L’astucieux musicien comprend le pouvoir de son roseau. Il se remet à jouer frénétiquement. Le boiteux n’a d’autre choix que de danser. Et sa silhouette sèche se tord et se contorsionne suivant le rythme endiablé du ney. Malgré lui, le vieillard cabriole : ses membres se contorsionnent et l’entraînent dans une sarabande infernale qui finit par le terrasser. Amira et Chadi se saisissent de lui et le jettent dehors.

Le Diable les maudit une dernière fois avant de disparaître dans un nuage de fumée :

  • La princesse a trouvé son prince charmant mais, contrairement à ce qui se passe dans les contes de fées, ils ne vivront pas heureux et n’auront pas d’enfants dans le dénouement. Franchissez les bornes de cette province, monsieur le flûtiste, et il vous en cuira ! Sous mon pouvoir vous retomberez et à un beau bûcher dans mon royaume souterrain je vous convierai. Quant à votre dulcinée, les limbes du sommeil la rattraperont et son lit elle regagnera, sans faire de façons.

Les deux amoureux coulent des jours heureux et goûtent le bonheur d’être deux. Chadi est comblé au point de sérieusement penser qu’il a tout, qu’il possède tout, jusqu’au jour funeste où Amira lui demande de lui parler de son passé.

  • Mon amour, je ne sais rien de toi. D’où viens-tu et que faisais-tu ?
  • J’étais soldat, ma princesse, mais cela fait longtemps, bien longtemps. Quant à ma mère et mon village, ils sont trop loin d’ici. Et tu sais bien que cela nous est interdit.

Amira le supplie de lui montrer son village natal. Chadi s’empare alors de son ney et se met à jouer :

Parle-moi, parle-moi de mon pays, parle-moi

Oh, brise qui passe sur les arbres devant moi

Raconte-moi une histoire sur mes parents, sur ma maison, raconte-moi

et raconte-moi une longue histoire sur mes voisins d’enfance.[7]

 

La nostalgie s’empare de son cœur, comme l’amour d’Amira y avait creusé son sillon. L’ancien soldat oublie que l’on ne peut être et avoir été, que le bonheur présent ne peut se cumuler avec celui du passé. Les douces paroles d’Amira finissent par le persuader:

  • Défendu ou pas défendu, allons-y en cachette Chadi. On sera vite revenus.
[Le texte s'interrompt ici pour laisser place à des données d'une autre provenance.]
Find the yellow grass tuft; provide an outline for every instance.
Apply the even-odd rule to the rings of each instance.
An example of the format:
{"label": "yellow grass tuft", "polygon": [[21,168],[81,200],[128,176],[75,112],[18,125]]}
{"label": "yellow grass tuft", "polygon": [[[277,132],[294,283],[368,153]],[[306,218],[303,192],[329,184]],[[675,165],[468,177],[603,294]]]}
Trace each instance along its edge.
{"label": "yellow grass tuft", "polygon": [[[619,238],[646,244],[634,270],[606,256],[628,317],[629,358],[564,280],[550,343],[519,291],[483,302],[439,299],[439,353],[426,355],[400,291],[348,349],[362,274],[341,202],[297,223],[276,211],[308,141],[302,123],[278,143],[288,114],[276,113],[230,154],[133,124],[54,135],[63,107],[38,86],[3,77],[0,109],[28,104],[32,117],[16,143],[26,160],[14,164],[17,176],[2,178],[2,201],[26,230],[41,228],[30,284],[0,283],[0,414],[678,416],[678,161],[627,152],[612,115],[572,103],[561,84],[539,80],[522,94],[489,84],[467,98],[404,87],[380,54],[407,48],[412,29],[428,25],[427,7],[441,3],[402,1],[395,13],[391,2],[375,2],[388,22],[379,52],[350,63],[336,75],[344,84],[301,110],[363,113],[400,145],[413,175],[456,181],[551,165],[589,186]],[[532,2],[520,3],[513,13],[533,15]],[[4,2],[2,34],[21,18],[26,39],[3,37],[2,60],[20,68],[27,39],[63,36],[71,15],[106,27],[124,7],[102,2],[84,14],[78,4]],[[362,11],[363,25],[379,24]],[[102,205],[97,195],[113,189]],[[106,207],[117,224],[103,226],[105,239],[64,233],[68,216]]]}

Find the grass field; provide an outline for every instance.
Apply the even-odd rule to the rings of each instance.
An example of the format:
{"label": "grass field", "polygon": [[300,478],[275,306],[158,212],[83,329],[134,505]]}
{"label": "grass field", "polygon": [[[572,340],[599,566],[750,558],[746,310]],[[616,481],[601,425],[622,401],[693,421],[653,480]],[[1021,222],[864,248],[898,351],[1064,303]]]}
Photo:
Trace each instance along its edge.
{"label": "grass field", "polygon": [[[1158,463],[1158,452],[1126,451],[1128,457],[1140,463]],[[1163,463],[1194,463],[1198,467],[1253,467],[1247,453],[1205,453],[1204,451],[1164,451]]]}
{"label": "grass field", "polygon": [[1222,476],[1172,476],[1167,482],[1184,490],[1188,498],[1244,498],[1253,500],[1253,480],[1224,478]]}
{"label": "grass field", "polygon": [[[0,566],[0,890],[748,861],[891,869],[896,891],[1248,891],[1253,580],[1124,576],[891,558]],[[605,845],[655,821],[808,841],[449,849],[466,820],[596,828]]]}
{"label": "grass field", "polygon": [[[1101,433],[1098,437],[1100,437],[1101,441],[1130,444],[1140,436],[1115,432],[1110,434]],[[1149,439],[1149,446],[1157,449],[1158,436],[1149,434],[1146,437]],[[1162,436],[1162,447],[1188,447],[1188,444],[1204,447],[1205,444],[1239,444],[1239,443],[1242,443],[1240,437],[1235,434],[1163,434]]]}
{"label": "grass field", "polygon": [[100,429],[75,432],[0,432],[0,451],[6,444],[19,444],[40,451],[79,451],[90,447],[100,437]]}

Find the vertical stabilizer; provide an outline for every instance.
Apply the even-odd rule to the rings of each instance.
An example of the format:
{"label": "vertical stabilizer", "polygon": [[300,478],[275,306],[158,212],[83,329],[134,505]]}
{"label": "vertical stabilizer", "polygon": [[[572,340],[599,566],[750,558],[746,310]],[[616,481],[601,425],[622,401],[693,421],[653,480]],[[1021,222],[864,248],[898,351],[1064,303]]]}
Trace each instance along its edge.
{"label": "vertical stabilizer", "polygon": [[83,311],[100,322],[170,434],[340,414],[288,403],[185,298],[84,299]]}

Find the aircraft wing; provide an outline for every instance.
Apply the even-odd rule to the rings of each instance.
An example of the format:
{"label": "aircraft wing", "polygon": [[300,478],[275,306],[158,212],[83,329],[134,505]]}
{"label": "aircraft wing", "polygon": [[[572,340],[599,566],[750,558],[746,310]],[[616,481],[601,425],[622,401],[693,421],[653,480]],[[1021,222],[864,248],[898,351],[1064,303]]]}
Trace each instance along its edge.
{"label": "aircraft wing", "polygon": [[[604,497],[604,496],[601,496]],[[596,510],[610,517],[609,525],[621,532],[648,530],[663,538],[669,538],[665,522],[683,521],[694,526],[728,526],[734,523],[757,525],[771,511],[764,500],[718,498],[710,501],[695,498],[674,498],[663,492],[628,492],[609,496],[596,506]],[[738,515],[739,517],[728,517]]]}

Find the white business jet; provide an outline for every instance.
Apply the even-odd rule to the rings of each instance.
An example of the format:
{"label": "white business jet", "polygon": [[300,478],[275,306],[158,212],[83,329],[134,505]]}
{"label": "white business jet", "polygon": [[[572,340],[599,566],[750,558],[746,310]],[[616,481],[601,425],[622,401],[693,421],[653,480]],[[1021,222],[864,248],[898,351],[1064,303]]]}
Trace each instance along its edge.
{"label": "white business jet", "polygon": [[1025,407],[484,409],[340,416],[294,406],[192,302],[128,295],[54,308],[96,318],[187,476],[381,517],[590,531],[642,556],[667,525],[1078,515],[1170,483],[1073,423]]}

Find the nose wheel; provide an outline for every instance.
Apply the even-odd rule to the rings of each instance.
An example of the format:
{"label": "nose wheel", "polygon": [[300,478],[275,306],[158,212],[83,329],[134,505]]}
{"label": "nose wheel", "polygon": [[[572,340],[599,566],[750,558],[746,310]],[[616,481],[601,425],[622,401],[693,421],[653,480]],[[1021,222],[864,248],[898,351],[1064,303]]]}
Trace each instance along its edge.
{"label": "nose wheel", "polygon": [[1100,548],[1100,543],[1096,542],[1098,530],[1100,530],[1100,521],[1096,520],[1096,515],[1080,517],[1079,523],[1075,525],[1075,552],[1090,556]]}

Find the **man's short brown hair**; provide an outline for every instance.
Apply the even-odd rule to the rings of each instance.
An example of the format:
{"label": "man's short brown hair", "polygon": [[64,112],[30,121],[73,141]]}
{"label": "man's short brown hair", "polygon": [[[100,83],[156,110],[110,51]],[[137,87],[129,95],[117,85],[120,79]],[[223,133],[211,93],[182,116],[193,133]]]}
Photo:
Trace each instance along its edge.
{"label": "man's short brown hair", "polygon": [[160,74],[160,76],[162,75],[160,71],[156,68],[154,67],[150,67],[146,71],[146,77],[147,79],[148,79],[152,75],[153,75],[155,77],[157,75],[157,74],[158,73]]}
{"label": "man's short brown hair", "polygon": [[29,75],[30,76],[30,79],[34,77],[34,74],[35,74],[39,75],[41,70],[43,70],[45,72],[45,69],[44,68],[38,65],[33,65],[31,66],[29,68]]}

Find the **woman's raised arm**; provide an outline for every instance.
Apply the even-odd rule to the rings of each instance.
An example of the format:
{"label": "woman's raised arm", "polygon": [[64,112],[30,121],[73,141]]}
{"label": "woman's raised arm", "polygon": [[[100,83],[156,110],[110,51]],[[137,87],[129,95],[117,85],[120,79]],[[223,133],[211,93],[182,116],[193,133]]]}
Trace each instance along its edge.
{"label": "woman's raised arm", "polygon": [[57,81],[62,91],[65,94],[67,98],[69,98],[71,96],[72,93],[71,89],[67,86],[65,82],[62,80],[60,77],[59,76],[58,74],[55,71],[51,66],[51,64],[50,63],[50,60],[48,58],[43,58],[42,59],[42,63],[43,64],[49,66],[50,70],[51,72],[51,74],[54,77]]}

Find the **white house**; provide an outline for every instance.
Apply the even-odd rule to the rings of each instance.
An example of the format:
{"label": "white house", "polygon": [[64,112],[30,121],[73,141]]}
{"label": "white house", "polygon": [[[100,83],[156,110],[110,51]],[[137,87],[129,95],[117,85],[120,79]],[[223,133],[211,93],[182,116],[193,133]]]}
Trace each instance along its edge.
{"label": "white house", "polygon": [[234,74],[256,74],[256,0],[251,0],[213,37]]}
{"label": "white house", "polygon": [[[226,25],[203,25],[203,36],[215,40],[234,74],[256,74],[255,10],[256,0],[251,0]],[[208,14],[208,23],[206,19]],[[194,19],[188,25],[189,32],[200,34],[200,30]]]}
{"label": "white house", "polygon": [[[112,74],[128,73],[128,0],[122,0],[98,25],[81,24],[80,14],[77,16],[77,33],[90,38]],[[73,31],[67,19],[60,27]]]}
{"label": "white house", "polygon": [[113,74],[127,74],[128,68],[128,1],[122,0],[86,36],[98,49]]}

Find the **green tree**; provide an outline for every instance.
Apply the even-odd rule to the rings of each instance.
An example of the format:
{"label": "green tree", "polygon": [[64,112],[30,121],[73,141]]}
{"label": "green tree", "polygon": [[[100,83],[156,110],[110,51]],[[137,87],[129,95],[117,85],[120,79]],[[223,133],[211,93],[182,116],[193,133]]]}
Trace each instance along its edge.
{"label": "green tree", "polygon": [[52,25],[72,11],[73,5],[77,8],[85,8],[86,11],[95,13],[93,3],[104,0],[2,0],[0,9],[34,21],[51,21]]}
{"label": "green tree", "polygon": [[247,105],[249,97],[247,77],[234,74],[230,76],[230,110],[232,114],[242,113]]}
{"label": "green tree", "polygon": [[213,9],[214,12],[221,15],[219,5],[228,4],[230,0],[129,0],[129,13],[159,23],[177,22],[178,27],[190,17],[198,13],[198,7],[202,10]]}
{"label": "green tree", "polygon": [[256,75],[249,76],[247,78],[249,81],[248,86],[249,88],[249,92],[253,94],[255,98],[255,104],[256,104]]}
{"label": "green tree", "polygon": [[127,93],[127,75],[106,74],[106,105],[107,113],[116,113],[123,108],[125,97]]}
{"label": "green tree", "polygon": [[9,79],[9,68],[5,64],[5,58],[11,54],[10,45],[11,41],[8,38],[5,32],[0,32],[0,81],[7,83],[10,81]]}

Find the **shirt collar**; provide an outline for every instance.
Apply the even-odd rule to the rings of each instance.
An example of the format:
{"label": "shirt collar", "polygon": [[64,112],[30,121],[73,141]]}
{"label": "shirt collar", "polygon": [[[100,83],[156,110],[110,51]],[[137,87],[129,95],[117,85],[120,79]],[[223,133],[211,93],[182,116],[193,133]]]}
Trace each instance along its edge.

Ils partent subrepticement sans plus perdre de temps. Au moment de dépasser la borne marquant la fin de leur province, Amira s’arrête. Chadi se retourne, la contemple et l’enjoint de le suivre par signes. Mais il est trop tard. Le Diable apparaît et brandit la flûte du jeune homme qui désormais lui appartient. Le Malin souffle dans le roseau et joue un air hypnotique.

Le soldat suit le diable, lentement et inexorablement. Son prénom et la chanson lancés par Amira au loin ne l’arrêtent pas. Il suit son destin :

Où vas-tu, Chadi?

Je l’invoquais de loin,

mais il ne m’entendait pas

et il s’enfonçait de plus en plus dans la vallée.

Depuis lors je ne l’ai plus vu.

Chadi s’est perdu.[8]

[1] Citation mise en exergue par Philippe Labro, Le flûtiste invisible, 2013.

[2]Chanson de la chanteuse libanaise Fairouz “ Atini Alnay Wa Ghanny” – أعطني الناي و غن, dont le titre se traduit par “Donne-moi la flûte et chante”. Les paroles sont un poème de Khalil Gibran.

[3]  Chanson de la chanteuse libanaise Fairouz, « Ne me délaisse pas » (Ne me néglige pas) La tehmelny La Tensany – لا تهملني لا تنساني

[4]Chanson de la chanteuse libanaise Fairouz “Donne moi la flûte et chante” – Atini Al nay Wa Ghanny- أعطني الناي و غن

[5] La tawla est un jeu oriental de hasard raisonné pour deux joueurs qui se joue sur un tablier avec des dés et des pions (similaires à ceux du jeu de dames). Les règles sont très proches de celles du backgammon, auquel il est parfois assimilé. Un des jeux possibles avec la tawla est le  Mahbousseh (محبوسة) qui signifie en arabe « emprisonnée ».( note d’après Wikipédia)

[6] Chanson de la chanteuse libanaise Fairouz «Ana Indi Haneen »  حنين أنا عندي, qui pourrait se traduire par « J’ai la nostalgie ».

[7]Chanson de la chanteuse libanaise Fairouz , « Parle-moi de mon pays » hkili hkili an baladi (احكيلي احكيلي عن بلدي                  )

[8] Chanson de la chanteuse libanaise Fairouz , « Chadi »- شادي.